The SD has a metal guide rod with double springs. It is very stiff. All metal parts on the SD are heavy duty parts made of slightly lighter materials. I have taken both down completely (beyond the standard field stripping). The Hammer Assy, Springs, trigger bar, trigger are all different. Even the pins that hold everything together are lighter stronger pins. The slide (not internal components of the slide) itself seems to be the same with exception to the Special Duty logo stamped on it and of course the SD has a 4.6" barrel vice the standard 4" on all the PX4 full size pistols. 

I do not think the guide rod assy will work in the other pistols. But I do believe that all the parts are available on Brownells site. Just type in PX4 SD and you will get a list of all the SD parts and pricing. If the rod can be sold seperately they may have it, but I have only found the whole assy. You could order one, and remove the .45 tension springs, and put your original guide rod spring for your weapon in it's place.

Now if you search via the schematic, the parts list can be a little vague as to what caliber the part is intended for. So do some reasearch, or even call the Beretta Support group for detailed part numbers for any replacement/upgrade parts you wish in install.

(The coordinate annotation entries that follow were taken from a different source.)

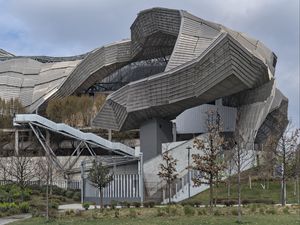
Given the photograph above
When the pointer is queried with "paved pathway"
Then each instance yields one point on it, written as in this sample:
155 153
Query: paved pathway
10 219
69 207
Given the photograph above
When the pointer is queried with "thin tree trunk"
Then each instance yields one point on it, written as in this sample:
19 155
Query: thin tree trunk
101 199
169 186
239 187
47 195
211 193
298 194
250 182
283 197
228 188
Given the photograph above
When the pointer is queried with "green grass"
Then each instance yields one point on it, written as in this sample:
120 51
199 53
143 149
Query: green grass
256 192
270 215
176 220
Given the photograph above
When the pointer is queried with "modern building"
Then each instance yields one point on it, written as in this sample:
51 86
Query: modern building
162 81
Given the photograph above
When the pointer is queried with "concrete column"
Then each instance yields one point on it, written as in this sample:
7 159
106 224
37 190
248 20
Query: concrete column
152 134
16 142
109 134
174 132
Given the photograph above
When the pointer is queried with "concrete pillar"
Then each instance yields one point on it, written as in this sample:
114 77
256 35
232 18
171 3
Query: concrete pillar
152 134
109 134
174 132
16 142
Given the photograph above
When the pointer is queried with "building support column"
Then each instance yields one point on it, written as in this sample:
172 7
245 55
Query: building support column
16 142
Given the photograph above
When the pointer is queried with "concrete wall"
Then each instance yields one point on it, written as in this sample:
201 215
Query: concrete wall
193 120
152 134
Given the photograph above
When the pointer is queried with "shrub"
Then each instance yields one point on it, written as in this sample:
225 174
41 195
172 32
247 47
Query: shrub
117 213
149 204
132 213
188 210
261 210
217 212
57 190
271 211
136 204
86 205
69 194
53 205
24 207
161 211
13 211
253 208
286 210
172 210
202 212
230 202
77 196
69 212
234 212
113 204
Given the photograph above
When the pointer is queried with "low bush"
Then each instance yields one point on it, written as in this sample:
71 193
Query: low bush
117 213
253 208
202 212
172 210
6 206
261 210
234 212
149 204
136 204
271 211
217 212
161 212
53 205
77 196
113 204
286 210
24 207
188 210
132 213
69 194
86 205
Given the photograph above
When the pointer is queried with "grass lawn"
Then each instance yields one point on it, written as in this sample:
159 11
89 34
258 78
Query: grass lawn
176 220
177 215
256 192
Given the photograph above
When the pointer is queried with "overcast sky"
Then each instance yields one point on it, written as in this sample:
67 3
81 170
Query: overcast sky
69 27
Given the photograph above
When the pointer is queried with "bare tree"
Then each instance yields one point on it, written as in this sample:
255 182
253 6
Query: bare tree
100 176
210 161
243 157
286 148
168 171
20 169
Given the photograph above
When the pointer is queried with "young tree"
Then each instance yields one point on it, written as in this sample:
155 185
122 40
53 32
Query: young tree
210 162
286 148
100 176
243 156
168 171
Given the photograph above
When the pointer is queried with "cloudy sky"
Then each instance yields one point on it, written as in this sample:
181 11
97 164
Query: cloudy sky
69 27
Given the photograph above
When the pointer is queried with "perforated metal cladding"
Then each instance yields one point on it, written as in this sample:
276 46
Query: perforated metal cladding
154 33
212 75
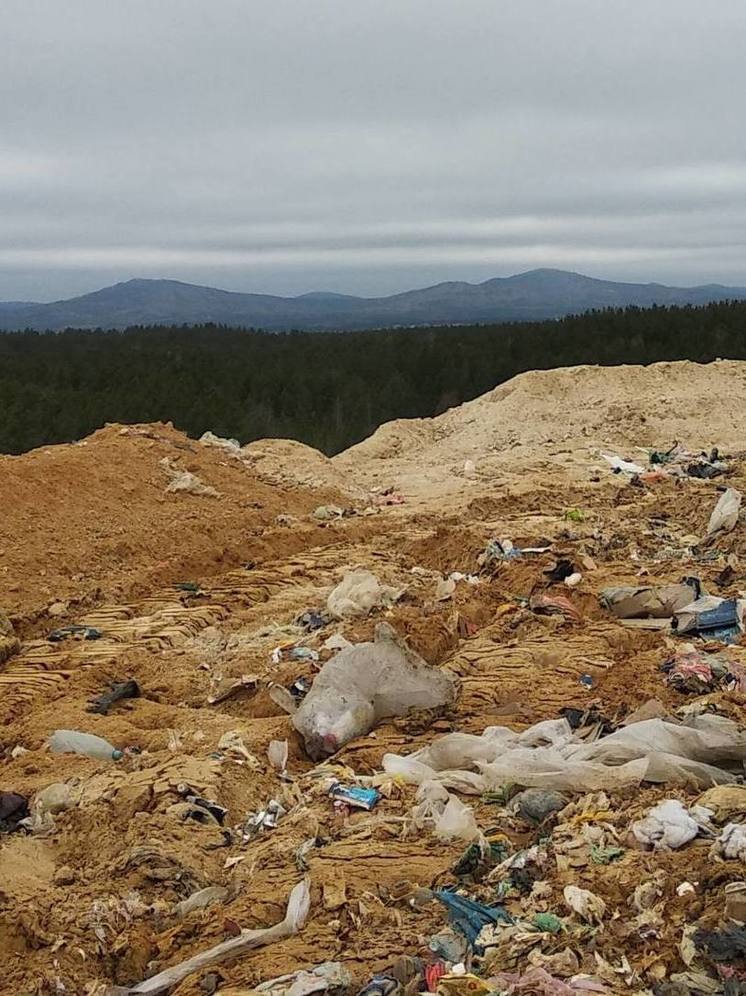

As a 15+ year veteran, I find that I am actually more accurate with my PX4's than I ever was with USMC issue 1911's. I truely love the pistols and the action. Just make sure you keep the barrel lug lubed. The only two things that I am still adjusting to, is the polymer frame and the glock style takedown.
I guess it's just a peeve of mine after getting used to metal frames and the signature Beretta takedown lever. I personally think they should have stuck with the metal frame and takedown lever that the Cougars had originally.

Gunny


----------